The most frequently used financial covenants include:

  • Leverage ratio: Total net debt divided by EBITDA; measures indebtedness relative to earnings. A typical covenant might require this to stay below 3.0x or 3.5x.
  • Interest cover ratio: EBITDA divided by net finance charges; measures the company's ability to service interest from earnings. Often set at 2.0x to 3.0x minimum.
  • Debt service cover ratio (DSCR): Cash available for debt service divided by scheduled principal and interest; common in property and project finance.
  • Minimum liquidity: Requires the company to maintain a minimum level of cash or undrawn committed facilities.
  • Loan-to-value (LTV): Outstanding loan balance as a percentage of the value of secured assets; prevalent in property and asset-backed lending.

Negotiating and managing covenants

Set covenant levels with realistic headroom against your financial model — unexpected trading downturns, working capital swings, or one-off costs can quickly erode margins. Review covenant definitions carefully: EBITDA adjustments (for restructuring costs, exceptional items, or acquisitions) are heavily negotiated and can materially affect compliance.

If a breach is forecast or has occurred, notify your lender promptly and seek a formal waiver before the testing date where possible. A waiver secured in advance demonstrates good governance; a breach discovered by the lender without prior warning creates a far more difficult position. Confirm the specific mechanics and cure rights for any covenant package with your solicitor and finance adviser.

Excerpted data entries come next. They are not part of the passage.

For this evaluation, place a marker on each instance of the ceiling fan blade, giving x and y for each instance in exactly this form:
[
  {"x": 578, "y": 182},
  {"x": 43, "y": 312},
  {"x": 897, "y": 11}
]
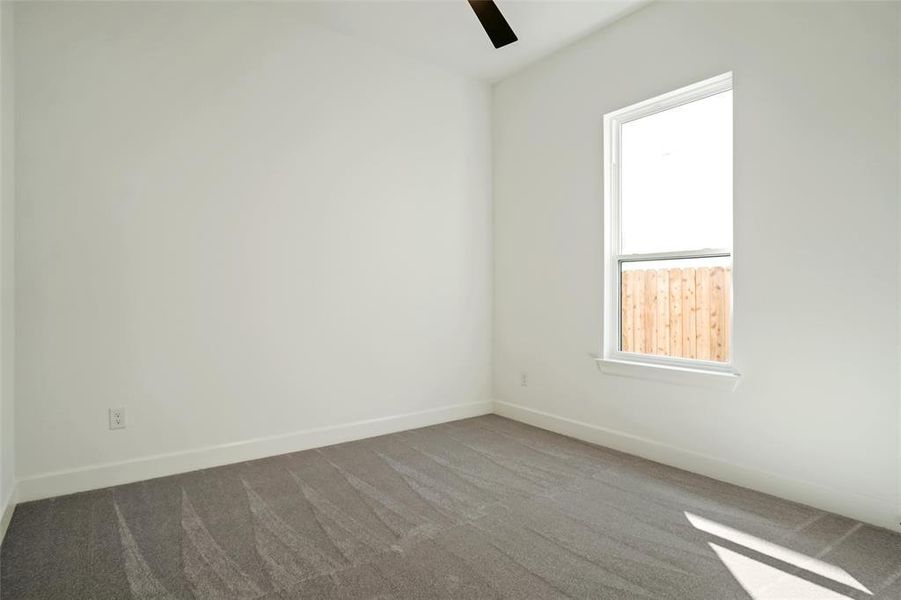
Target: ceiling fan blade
[{"x": 493, "y": 21}]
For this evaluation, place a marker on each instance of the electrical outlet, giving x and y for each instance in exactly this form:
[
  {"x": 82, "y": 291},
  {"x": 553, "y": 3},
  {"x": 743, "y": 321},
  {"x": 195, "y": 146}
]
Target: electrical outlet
[{"x": 117, "y": 418}]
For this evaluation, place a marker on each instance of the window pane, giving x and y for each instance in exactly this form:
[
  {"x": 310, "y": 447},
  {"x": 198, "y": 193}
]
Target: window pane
[
  {"x": 676, "y": 178},
  {"x": 678, "y": 307}
]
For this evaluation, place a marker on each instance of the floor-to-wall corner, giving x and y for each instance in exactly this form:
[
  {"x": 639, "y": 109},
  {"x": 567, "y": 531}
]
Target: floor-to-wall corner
[{"x": 7, "y": 266}]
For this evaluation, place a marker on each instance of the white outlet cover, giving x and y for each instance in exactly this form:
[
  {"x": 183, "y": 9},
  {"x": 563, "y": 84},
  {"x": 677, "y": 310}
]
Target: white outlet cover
[{"x": 117, "y": 418}]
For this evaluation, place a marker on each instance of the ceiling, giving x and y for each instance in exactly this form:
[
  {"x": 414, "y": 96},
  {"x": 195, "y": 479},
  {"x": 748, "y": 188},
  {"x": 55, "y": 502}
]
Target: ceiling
[{"x": 447, "y": 33}]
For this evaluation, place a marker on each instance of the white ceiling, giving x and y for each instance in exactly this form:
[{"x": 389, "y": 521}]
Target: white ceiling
[{"x": 447, "y": 33}]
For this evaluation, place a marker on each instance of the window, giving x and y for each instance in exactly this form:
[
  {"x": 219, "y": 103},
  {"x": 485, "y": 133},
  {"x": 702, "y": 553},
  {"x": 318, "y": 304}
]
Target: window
[{"x": 668, "y": 226}]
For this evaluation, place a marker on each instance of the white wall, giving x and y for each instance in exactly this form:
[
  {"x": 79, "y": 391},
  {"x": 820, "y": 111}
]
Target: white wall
[
  {"x": 815, "y": 417},
  {"x": 7, "y": 264},
  {"x": 237, "y": 225}
]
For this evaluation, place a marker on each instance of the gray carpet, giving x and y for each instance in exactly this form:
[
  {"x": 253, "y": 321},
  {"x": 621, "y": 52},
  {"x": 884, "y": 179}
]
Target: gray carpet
[{"x": 480, "y": 508}]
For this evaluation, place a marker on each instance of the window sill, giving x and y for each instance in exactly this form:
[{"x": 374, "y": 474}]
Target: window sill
[{"x": 723, "y": 380}]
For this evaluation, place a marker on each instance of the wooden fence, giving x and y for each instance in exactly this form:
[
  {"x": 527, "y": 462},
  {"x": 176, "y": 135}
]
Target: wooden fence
[{"x": 677, "y": 312}]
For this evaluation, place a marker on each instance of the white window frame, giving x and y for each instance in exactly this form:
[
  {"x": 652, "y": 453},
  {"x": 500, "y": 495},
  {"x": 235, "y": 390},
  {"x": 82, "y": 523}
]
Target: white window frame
[{"x": 613, "y": 360}]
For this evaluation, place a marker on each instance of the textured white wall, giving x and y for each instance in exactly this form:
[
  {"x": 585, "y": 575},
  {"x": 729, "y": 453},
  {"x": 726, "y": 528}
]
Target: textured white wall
[
  {"x": 816, "y": 245},
  {"x": 237, "y": 225},
  {"x": 7, "y": 262}
]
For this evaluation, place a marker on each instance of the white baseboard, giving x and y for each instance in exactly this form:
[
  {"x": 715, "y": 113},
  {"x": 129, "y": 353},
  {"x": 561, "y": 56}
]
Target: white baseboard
[
  {"x": 6, "y": 512},
  {"x": 104, "y": 475},
  {"x": 876, "y": 511}
]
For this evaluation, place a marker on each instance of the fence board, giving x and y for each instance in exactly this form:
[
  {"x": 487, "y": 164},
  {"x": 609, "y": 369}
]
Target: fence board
[
  {"x": 649, "y": 311},
  {"x": 717, "y": 314},
  {"x": 689, "y": 311},
  {"x": 702, "y": 313},
  {"x": 675, "y": 312},
  {"x": 662, "y": 301}
]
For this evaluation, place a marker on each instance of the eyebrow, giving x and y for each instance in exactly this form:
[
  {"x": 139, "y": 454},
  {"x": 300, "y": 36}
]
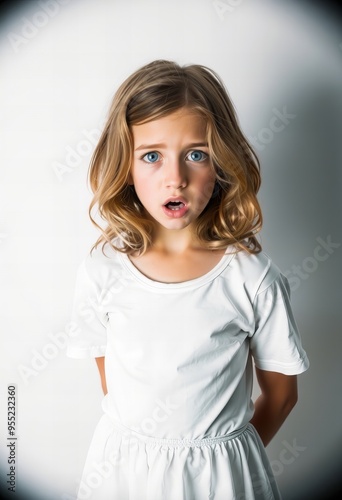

Frequently asked questions

What is the difference between a covenant breach and a default?

A covenant breach is the factual failure to meet a contractual ratio or threshold. Whether it constitutes a formal Event of Default depends on the agreement — there may be a remedy or cure period, or the lender may need to serve a notice. Once an Event of Default is declared, the lender's enforcement rights are triggered.

Can covenants be reset after a breach?

Yes, with lender consent. A waiver letter removes the specific breach; an amendment (or 'amend and extend') adjusts the covenant levels going forward. Both typically involve an amendment fee and potentially tighter terms or additional security.